Our recently installed solar system required a solar panel charge controller if it were to get approval and government rebate. The model installed by our excellent electrician (Steven Cook - email me if you want his number) is the PL60 system. It is a nice controller, in an anodised box with a little display and considerable flexibility.
Insert inside photo here :)
Being the tinkering sort I wanted to find out exactly how much energy the system has generated over a long period of time. At first we got the data out of the system using the history buttons, but this process is slow and uncomfortable as the PL60 is mounted in the underfloor cavity and requires a trip outside. So I emailed the company asking for a protocol specification or a some linux software to talk to it - to find out how much power has gone through each day. They were extremely unhelpful, so I suggest you look elsewhere if you want to support linux friendly companies.
I reverse engineered their system and this page is for the code to talk to the pl60. I haven't tried it on any of their other models - please email me with any sucesses. The code currently gives:
I started out with the standard plan of putting 'sniffer lines' into an existing cable. However, sniffer lines don't work very well with any information encoded in the DTR or CTS lines, which toggled when the DOS program was downloading data.
To get around this I instead found program called sersniff which allows two serial ports to act like an electrical connection. The advantage of this approach is I know that if the device works correctly then replaying the signals should produce the same result. I then ran through all the menus that interested me on the DOS interface and recorded the timings of all the actions.
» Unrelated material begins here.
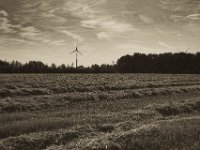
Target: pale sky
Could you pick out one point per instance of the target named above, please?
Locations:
(48, 30)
It was then a simple matter to chop up the sersniff program to output from a program rather than just forwarding information from the DOS machine. With a bit of guessing and experimenting I've worked out all the fields of interest to me, if other people want other stuff, and can work out how to change them, then I'll work out those fields too.
The code pushes the timing a little out of spec(to increase download speed), but the PL60 can handle it, and the code will retry on any request that fails.
I've worked out all but one of the fields in the 30 day log - possibly the last is an extra 8 bits or pair of 4bits for the Ah field - I've never got more than 180Ah in a day so I don't know what happens when you exceed 256Ah (Hmm, 60A*24hours = 1440 = 11 bits, probably could use an extra nibble) If someone lends me an extra few solar panels I should be able to find out :)
The included python program daydata.py decodes the
registers and outputs in a table
Also intended to be included is a python program to generate a web page for the solar data (both instantaneous and 30 day). I use a cron job to pull the 30 day data out once a day when there is no load on the system. The web generator will be in 1.0.